Objective: African Americans (AAs) are at risk for developing diabetes mellitus and atherosclerosis. Whether race influences the results of infrainguinal arterial reconstruction is unclear. The purpose of this study was to compare the results of autogenous infrainguinal bypasses in AAs and Caucasians to determine the association of race with graft function and limb salvage.
Methods: This was a retrospective, comparative cohort study of AA and Caucasian patients who had undergone autogenous infrainguinal bypass surgery. Only single-limb bypasses in each patient cohort were considered in this analysis. In patients who had undergone bilateral lower limb bypasses, the first limb bypass was chosen as the index bypass procedure.

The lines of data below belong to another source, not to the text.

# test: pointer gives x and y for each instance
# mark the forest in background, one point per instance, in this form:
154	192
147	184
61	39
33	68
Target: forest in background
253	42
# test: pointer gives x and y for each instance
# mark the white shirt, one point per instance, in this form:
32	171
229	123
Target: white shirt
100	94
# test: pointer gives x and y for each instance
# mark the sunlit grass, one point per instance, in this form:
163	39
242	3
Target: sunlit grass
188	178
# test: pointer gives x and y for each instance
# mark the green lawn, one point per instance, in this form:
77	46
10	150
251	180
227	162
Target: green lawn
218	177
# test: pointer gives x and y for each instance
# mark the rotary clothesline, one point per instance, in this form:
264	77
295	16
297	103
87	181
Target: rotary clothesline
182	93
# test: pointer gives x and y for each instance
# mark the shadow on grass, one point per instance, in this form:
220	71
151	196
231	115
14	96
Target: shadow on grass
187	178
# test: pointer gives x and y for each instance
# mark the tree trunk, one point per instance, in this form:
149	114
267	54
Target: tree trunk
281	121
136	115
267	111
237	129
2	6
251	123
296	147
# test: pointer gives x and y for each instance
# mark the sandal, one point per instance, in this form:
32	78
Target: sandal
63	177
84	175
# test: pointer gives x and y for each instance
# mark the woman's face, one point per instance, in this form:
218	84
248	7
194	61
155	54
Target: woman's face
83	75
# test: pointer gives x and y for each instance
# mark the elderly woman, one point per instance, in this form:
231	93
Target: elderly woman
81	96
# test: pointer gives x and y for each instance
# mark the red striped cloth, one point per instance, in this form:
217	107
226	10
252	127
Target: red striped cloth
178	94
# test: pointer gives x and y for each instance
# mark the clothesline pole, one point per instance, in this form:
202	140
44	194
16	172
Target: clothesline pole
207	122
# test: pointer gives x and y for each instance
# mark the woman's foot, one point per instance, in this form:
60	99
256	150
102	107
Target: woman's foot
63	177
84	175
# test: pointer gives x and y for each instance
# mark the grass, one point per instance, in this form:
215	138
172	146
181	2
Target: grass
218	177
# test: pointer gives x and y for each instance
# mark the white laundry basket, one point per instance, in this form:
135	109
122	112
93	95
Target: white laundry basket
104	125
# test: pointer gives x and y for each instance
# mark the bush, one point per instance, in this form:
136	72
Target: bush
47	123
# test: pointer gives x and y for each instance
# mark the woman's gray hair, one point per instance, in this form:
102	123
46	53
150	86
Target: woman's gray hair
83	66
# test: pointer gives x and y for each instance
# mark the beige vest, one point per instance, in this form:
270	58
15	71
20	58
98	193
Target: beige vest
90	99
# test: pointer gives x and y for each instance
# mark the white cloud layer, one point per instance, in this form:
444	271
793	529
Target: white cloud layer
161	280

Results: From January 1985 to December 2003, 1459 autogenous infrainguinal bypasses were performed in 1459 patients for lower limb ischemia. Within this group, 89 AA patients/vein grafts formed the study cohort. The control group comprised 1370 Caucasian patients/vein grafts. Compared with the Caucasian cohort, AA patients were significantly younger (median age, 65 vs 70 years, respectively; P = .001) and predominantly female (57% vs 41%, respectively; P = .002). AA patients also had a higher prevalence of diabetes mellitus, hypertension, cerebrovascular disease, congestive heart failure, and dialysis-dependent renal failure. More AA than Caucasian patients presented with gangrene (34% vs 16%, respectively; P = .001), and more underwent bypass surgery for limb salvage indications (91% vs 81%, respectively; P = .01). The venous conduit used was predominantly the greater saphenous vein (AA, 83%; Caucasian, 85%), and the site of distal anastomosis was at the tibial/pedal level in 67% of AA and 61% of Caucasian patients. Overall morbidity (AA, 28%; Caucasian, 23%) and 30-day mortality (AA, 3%; Caucasian, 3%) were similar. Thirty-day graft failure was significantly greater in AAs than Caucasians (12% vs 5%, respectively; P = .003). The overall 5-year primary graft patency (+/-SE) was significantly worse in AA patients (AA, 52% +/- 6%; Caucasian, 67% +/- 2%; P = .009). The 5-year limb salvage rate (+/-SE) was also significantly worse in AA patients (AA, 81% +/- 5%; Caucasian, 90% +/- 1%; P = .04). With the Cox proportional hazard model, significant risk factors associated with primary graft failure were AA race, age younger than 65 years, female sex, secondary reconstructions, tibial bypasses, and critical limb ischemia. Significant risk factors associated with limb loss were age younger than 65 years, female sex, absence of coronary disease, presence of critical limb ischemia, and secondary reconstructions.
Conclusions: Autogenous infrainguinal bypass surgery in AAs is associated with poorer primary graft patency and limb salvage rates compared with those of Caucasians. This may partially account for the higher rate of limb loss in AA patients with peripheral arterial occlusive disease.